As we’ve discussed previously, efficient systems require feedback. Without the feedback of the pain that comes from making an incorrect decision, bureaucrats have no incentive to be good shepherds of taxpayer dollars.
For example, the federal government “invested” $527 million in the solar energy company Solyndra. These dollars have been (according to various accounts) diverted to the pockets of Solyndra corporate officers, squandered, kicked-back to corrupt Obama administration officials, or (at best) lost in a noble effort to put Americans back to work. In any event, taxpayers have seen $527 million of their money go down the drain.
The reason why this sort of outrage happens when the feds “invest” is simple: it’s not their money. As we all know, it’s easy to invest/gamble/have parties with other people’s money. Therefore one could reasonably ask, why not make it a requirement for every government official to have a stake in the outcome of every “investment”? (This is just for argument’s sake. Since there is no apparent Constitutional authority for the federal government to funnel taxpayer money into private enterprises, Solyndra-type expenditures should not even be taking place.)

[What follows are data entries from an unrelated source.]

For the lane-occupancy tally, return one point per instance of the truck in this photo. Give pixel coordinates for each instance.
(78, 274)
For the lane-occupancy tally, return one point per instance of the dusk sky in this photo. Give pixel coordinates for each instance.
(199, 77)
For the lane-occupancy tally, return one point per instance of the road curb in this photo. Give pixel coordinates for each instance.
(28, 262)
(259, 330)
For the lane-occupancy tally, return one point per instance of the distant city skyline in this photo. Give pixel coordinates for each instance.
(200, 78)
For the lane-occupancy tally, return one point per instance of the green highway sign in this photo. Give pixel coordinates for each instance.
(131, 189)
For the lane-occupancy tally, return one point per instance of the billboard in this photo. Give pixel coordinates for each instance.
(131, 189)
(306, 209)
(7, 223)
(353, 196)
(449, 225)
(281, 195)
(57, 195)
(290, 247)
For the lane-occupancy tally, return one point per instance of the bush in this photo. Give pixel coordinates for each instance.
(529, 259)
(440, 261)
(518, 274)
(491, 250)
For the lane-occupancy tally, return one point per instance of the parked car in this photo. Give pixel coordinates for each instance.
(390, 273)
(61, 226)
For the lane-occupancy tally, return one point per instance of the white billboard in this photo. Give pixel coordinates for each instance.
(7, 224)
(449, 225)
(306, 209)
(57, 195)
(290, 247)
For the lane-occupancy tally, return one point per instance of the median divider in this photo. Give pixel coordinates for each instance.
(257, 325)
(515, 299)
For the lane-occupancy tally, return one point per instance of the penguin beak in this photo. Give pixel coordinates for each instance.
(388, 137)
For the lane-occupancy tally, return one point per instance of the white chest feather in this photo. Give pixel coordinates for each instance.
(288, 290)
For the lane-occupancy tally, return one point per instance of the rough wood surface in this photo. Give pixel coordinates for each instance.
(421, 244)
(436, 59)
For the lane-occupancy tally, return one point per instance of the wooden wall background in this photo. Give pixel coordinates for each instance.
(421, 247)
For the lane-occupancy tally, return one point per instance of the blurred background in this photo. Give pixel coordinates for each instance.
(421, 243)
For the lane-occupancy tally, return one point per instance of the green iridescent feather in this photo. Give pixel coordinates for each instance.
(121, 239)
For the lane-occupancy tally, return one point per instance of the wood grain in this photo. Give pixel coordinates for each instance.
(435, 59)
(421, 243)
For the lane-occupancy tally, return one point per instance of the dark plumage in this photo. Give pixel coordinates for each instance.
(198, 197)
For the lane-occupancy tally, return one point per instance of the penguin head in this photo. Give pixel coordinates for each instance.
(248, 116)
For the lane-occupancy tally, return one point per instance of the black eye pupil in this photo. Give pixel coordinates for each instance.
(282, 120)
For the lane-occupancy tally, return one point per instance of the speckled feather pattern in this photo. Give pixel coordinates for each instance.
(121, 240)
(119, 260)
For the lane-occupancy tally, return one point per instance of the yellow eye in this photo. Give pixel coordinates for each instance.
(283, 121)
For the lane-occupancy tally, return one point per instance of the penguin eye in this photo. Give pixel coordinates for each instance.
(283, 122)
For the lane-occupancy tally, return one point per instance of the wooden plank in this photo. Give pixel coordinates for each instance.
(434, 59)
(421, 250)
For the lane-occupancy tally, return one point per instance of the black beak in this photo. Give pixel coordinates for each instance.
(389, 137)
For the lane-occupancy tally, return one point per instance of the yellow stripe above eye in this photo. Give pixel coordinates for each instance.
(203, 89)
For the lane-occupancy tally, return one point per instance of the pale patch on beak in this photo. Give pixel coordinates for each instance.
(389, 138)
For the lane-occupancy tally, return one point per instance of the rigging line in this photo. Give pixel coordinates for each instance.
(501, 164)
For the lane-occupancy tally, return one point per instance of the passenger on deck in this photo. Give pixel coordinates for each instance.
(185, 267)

In other words, if the investment is a bust, as was Solyndra, then the loss comes out of the bureaucrats’ pay checks. Let’s see, $527 million divided by approximately 16,000 direct Department of Energy employees equals about $33,000 per employee. Wow, no bonus this Christmas!
What if the investment is a success? Based on the government’s track record that would be highly unlikely, but if it should ever occur, we the people can work out an appropriate bonus.